Ministry of Defence Domain Hijacking

The UK's Ministry of Defence left their secondary domain name vulnerable to domain takeover, despite using it for internal services.

The Ministry of Defence (MOD) has two domain names: mod.uk and mil.uk. They registered mil.uk in 1996 but never used it publically, choosing mod.uk for their online presence. According to Wikipedia it is still used on their internal network, mostly for email.

While looking around government websites I came across this domain. Despite it supposedly being inactive publically this is the response that I received.

Fastly error: unknown domain: mil.uk. Please check that this domain has been added to a service.

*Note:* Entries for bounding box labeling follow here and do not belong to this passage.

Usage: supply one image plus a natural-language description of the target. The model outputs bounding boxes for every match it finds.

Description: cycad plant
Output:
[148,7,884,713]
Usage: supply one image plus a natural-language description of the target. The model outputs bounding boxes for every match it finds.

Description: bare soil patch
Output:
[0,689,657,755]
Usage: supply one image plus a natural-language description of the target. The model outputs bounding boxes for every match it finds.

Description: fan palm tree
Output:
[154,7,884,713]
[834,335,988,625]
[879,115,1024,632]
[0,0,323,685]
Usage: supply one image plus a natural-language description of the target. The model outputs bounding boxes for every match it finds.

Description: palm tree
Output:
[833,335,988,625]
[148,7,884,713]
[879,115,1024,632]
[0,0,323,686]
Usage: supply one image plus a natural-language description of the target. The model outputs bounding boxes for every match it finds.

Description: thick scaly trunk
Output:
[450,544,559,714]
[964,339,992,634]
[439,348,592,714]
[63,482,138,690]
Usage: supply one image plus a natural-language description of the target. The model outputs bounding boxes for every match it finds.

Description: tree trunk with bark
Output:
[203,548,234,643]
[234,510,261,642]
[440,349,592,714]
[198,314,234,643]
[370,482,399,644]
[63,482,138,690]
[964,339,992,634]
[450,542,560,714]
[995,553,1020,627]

The MOD uses a Content Delivery Network called Fastly and this error message was a clear indication of what was happening. While the DNS records for mil.uk were pointed to Fastly, there was no Fastly account for mil.uk.

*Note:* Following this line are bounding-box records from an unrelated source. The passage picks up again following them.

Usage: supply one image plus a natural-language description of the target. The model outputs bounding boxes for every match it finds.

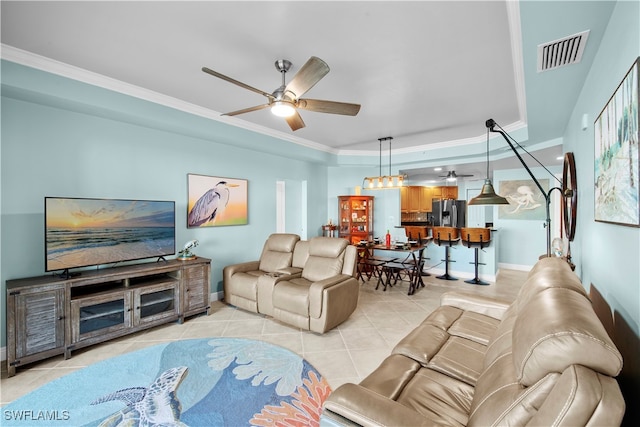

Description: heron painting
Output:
[187,174,248,228]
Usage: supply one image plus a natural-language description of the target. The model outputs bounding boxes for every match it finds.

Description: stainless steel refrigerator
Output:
[431,199,467,228]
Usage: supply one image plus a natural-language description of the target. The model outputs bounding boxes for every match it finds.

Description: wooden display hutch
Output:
[7,258,211,376]
[338,196,373,245]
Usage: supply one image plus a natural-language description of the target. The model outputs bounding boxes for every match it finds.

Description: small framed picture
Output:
[187,174,248,228]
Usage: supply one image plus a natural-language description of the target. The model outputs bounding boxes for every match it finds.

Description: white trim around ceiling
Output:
[507,1,527,126]
[0,44,338,154]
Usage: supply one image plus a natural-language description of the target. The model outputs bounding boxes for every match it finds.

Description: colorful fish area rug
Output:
[1,338,331,426]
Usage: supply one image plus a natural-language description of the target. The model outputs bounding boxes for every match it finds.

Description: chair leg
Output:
[465,246,489,286]
[436,246,458,280]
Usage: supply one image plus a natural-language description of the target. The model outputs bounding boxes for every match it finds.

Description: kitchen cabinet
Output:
[400,185,458,213]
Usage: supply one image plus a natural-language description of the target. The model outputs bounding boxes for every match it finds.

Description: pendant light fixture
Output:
[469,127,509,205]
[363,136,406,190]
[469,119,577,257]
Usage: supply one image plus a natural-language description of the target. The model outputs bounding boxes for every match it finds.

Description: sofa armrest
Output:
[440,292,511,320]
[321,383,438,426]
[276,267,302,279]
[309,274,355,318]
[224,261,260,277]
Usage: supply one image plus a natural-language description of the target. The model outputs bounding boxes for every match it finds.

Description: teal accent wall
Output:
[564,1,640,336]
[0,61,333,346]
[0,1,640,362]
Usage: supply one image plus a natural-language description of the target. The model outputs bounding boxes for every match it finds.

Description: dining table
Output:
[367,237,432,295]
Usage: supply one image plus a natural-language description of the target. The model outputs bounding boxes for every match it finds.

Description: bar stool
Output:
[433,227,460,280]
[402,225,431,276]
[462,228,491,285]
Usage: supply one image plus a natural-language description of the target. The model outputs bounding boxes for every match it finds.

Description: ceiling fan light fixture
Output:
[271,101,296,117]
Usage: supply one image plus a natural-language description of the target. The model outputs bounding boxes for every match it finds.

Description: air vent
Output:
[538,30,589,73]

This is a scenario where subdomain takeover, or in this case domain takeover, can occur. The attacker simply needs to sign up for a Fastly account claiming to own mil.uk. Once this is done the attacker may control the content served from the domain. This simple configuration error could potentially have led to a foreign government serving malware from a UK military domain or social engineering MOD personnel and harvesting credentials.

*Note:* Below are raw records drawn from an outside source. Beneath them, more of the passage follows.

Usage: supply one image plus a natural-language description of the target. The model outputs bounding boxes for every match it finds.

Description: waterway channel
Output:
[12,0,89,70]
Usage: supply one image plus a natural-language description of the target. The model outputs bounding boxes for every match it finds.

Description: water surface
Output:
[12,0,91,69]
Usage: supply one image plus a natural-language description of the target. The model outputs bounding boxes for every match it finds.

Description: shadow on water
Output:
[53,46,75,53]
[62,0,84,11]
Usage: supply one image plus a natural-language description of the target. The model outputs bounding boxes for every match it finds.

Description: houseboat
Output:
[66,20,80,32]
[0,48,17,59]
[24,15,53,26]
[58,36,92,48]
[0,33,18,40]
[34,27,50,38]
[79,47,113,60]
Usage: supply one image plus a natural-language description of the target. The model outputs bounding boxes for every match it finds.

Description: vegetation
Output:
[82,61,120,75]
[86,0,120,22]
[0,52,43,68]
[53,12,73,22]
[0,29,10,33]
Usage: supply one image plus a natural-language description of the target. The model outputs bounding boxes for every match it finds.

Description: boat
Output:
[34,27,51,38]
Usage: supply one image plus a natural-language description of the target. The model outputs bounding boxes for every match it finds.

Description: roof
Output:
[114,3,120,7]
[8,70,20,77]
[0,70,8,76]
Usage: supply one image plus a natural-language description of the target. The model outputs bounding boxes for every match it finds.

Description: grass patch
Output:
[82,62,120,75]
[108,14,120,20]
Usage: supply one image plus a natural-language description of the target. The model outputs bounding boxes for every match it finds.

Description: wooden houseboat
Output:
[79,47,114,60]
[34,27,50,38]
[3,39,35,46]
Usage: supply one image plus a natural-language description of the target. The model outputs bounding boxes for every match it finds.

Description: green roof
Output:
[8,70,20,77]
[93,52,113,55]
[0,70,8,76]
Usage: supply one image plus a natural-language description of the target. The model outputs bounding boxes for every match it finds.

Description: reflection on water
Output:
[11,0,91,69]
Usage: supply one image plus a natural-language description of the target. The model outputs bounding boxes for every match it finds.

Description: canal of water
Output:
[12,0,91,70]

When Fastly receives a request for a domain they check what the instructions are from the domain owner. In this instance there was no Fastly account claiming mil.uk and therefore it threw an error. It would be very easy to sign up for a Fastly account and take control of the domain's content.

Upon further investigation I found the source of the problem. The MOD uses Fastly for their primary website (mod.uk) and had created a CNAME record for mil.uk to point to mod.uk. Since it is used on their internal network it is likely no one noticed as no one was accessing it from outside their network and from inside it would use their internal DNS which would have been configured correctly.

I discovered this issue in April 2018 and my first action was to contact the email listed on the domain registration. My email went unacknowledged and after 4 months of silence the issue had still not been fixed. At this point I contacted the National Cyber Security Centre (NCSC) through their vulnerability disclosure program.

The NCSC were extremely efficient, taking action on the day of my email. Unfortunately their only available action was to forward the details to the MOD. Again I received no response from the MOD.

5 months after my second message I again reported the vulnerability through the NCSC in February 2019. I explained the problem and gave a 90 day deadline to fix the issue before I would disclose it publicly.

In early March I finally received a response from the MOD confirming that the issue was being investigated. It was fixed in the intervening weeks.

From the first report, it took the MOD over a year to rectify a simple issue which should have been fixed almost instantly. Looking back at the Web Archive shows that the vulnerability had existed since October 2015, more than 2 years before I identified the issue.